About “Microdramas”: In “Microdramas,” John H. Muse argues that plays shorter than twenty minutes deserve sustained attention, and that brevity should be considered a distinct mode of theatrical practice. Focusing on artists for whom brevity became both a structural principle and a tool to investigate theater itself (August Strindberg, Maurice Maeterlinck, F. T. Marinetti, Samuel Beckett, Suzan-Lori Parks, and Caryl Churchill), the book explores four episodes in the history of very short theater, all characterized by the self-conscious embrace of brevity. The story moves from the birth of the modernist microdrama in French little theaters in the 1880s, to the explicit worship of speed in Italian Futurist synthetic theater, to Samuel Beckett’s often-misunderstood short plays, and finally to a range of contemporary playwrights whose long compilations of shorts offer a new take on momentary theater.
Subjecting short plays to extended scrutiny upends assumptions about brief or minimal art, and about theatrical experience. The book shows that short performances often demand greater attention from audiences than plays that unfold more predictably. Microdramas put pressure on preconceptions about which aspects of theater might be fundamental and about what might qualify as an event. In the process, they suggest answers to crucial questions about time, spectatorship, and significance.
About the authors: After studying photography first in Canada at the University of Manitoba, then at Yale University’s School of Art, Laura Letinsky formed her ideas and work through a perspective that affords, perhaps insists upon, a kind of attention to the act of looking and of picturing. Recent exhibitions include: Neither Natural nor Necessary, Mumbai Photography Festival, Mumbai, India; Objecta, Giacomo Guidi Arte Contemporanea, Rome, Italy; Producing Subjects, MIT, Cambridge, MA; Ill Form and Void Full, Museum of Contemporary Art, Chicago, IL; and The Photographers’ Gallery, London; and Laura Letinsky: Still Life, Denver Art Museum. Her work is in the permanent collections of the Art Institute of Chicago, Hermes Collection, Microsoft Art Collection, Amon Carter Museum, The John Paul Getty Museum, The Musee de Beaux-Arts, Montreal, The Museum of Fine Art, Houston, and The San Francisco Museum of Modern Art. Yancey Richardson Gallery, New York represents her, and she shows with Galerie m Bochum in Bochum, Germany, and Joseph Carroll and Sons Gallery, Boston, MA.

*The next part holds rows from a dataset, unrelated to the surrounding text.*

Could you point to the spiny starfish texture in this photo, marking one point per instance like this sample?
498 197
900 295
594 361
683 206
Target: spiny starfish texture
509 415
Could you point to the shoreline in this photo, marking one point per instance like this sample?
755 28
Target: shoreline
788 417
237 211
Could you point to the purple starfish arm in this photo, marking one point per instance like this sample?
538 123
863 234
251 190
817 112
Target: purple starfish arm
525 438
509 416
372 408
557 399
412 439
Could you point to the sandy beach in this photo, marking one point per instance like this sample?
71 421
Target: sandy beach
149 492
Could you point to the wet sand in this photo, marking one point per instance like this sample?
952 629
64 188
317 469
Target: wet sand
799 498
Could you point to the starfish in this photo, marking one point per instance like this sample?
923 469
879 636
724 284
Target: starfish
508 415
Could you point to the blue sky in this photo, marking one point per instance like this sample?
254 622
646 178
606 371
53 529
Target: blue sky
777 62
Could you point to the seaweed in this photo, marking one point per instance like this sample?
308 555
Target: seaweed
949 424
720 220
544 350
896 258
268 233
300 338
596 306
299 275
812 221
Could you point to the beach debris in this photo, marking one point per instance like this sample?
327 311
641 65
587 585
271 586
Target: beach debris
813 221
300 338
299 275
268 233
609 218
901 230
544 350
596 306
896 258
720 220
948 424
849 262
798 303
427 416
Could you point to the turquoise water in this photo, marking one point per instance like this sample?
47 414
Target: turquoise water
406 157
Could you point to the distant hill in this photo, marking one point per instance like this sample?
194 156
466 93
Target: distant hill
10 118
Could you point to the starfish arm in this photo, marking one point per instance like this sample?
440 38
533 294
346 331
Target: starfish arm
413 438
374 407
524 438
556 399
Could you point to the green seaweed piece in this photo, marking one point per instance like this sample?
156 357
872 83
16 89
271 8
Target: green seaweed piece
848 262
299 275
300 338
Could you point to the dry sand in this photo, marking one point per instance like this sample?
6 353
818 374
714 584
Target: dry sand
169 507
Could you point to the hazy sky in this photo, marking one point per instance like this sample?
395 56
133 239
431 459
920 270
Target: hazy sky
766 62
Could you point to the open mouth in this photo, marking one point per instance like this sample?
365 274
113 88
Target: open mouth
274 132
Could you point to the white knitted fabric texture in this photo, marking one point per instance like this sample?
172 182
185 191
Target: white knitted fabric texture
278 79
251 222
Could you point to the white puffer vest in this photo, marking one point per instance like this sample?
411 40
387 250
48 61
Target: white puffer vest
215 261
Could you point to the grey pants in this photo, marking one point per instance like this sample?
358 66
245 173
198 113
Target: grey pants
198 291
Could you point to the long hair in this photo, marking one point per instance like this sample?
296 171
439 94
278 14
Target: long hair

John H. Muse is assistant professor in English and Theater & Performance Studies at University of Chicago, where he teaches modern and contemporary theater, modernist literature, and performance studies. His research focuses on work that tests theater’s perceived limits or that explores the imagined boundaries among theater and other arts: plays that resemble visual art, poems or novels in dramatic form, metatheater, and digital or otherwise virtual theater. His first book, “Microdramas: Crucibles for Theater and Time,” explores brevity in theater since the late nineteenth century and argues that very short plays reveal fundamental assumptions about theater’s limits and possibilities. His work has appeared in Theater Journal, Modern Drama, Theater, and The Journal of Dramatic Theory and Criticism.
About the moderator: Bill Brown is the Karla Scherer Distinguished Service Professor in American Culture at the University of Chicago and a coeditor of Critical Inquiry.